I sigh, and shake my head. “Not now, sweetie. Mary and I are–”

“But Mom, someone is here!” Jeff’s eyes are open wide in fear. 

“What? Where, at the front door?”

“No. He’s in … your bedroom.”

“My—my bedroom? Oh my God! Where’s your little sister?” I try to keep the panic out of my voice as I hurry toward the stairs. Mary and Jeff are right on my heels.

Too late. I see Trisha standing on the threshold of my bedroom door. She hovers there, as if deciding whether or not to go in.

The rest of us freeze, hearing what has drawn her to the door: running water.

Coming from the shower.

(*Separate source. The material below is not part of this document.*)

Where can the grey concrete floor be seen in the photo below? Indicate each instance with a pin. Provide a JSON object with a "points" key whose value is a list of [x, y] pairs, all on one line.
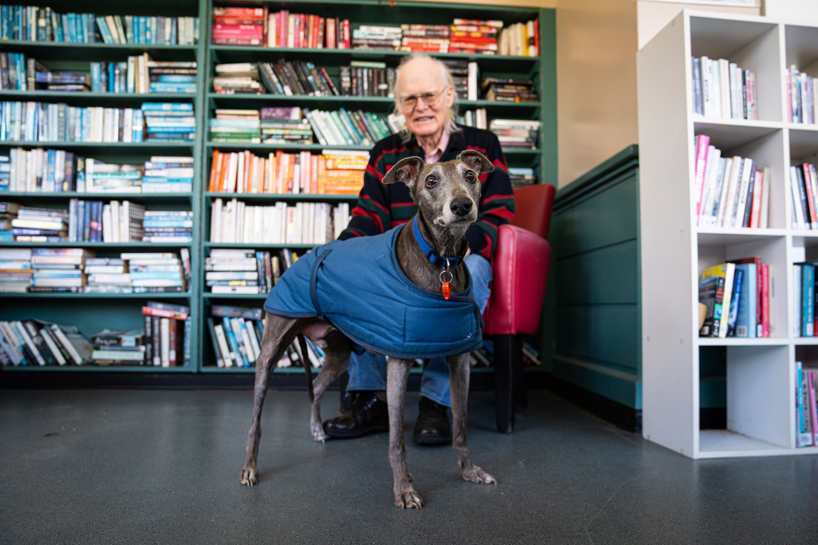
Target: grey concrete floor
{"points": [[118, 466]]}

No, wait: whomever is there has just turned it off.

I make it to Trisha in time to see the master bathroom’s door open slowly. I turn around and thrust my baby girl into Mary’s arms, who is close on my heels. But before I have time to whisper frantically for them to run back down the stairs and out the door, he is standing there, in front of us.

Although I have my back to him, I know this because I see it on my children’s faces: fear, anger—

Hope.

Slowly I turn around and see him:

He is tall, handsome, and humming off-key. One hand holds the towel wrapped around his taut middle. The other is wiping down his broad, muscled chest as he saunters over to us.

Over to me.

A wisp of shaving cream still clings to the dimple in his jaw. His dark hair has coiled into a bed of damp curls. His seductive grin is totally captivating.

And boy, does he know it. 

“Honey, I’m home,” he murmurs casually, as if we’d seen each other just this morning.

Is this a dream? How could this be?

What the hell is happening here?

Before I have a chance to catch my breath, he is standing next to the children. “Ah, so this is Trisha! My God, you’re the sweetest littlest princess in the world! Give me a big, big hug… Yes, that’s my girl! And Jeff! Wow, boy, how about a shake, huh? You’re quite a bruiser, eh, kid?”

Their wariness melts away under his awed, approving gaze.

And now it’s Mary’s turn:

Mary, the most jaded—and yes, the most traumatized of all my children. He seems to know this instinctively, which is why he does all the right things: the tantalizing smile, the warm hug, and the gentle pat, as if she is a fragile piece of china that might break if he’s not careful…

“Ah, Mary,” he murmurs softly, gently. “You beautiful little heartbreaker, you–”

But none of this takes her in. Instead, she looks over to indicate that she’ll take her cue from me.

It’s my call. 

So, what do I do now? Embrace him with open arms, or put him on the spot in front of the ones whose approval counts the most: my children?

Then, before I know it, he has me in his arms. I feel his lips gently brush over mine, too quick to resist–

The kiss is sweet … deep … tempting…

Perfect.

Jeff and Trisha, their emotional radar always in tune, seem to pick up on this and shove us all, including Mary, into a group hug. They too are confused; but thrilled nonetheless.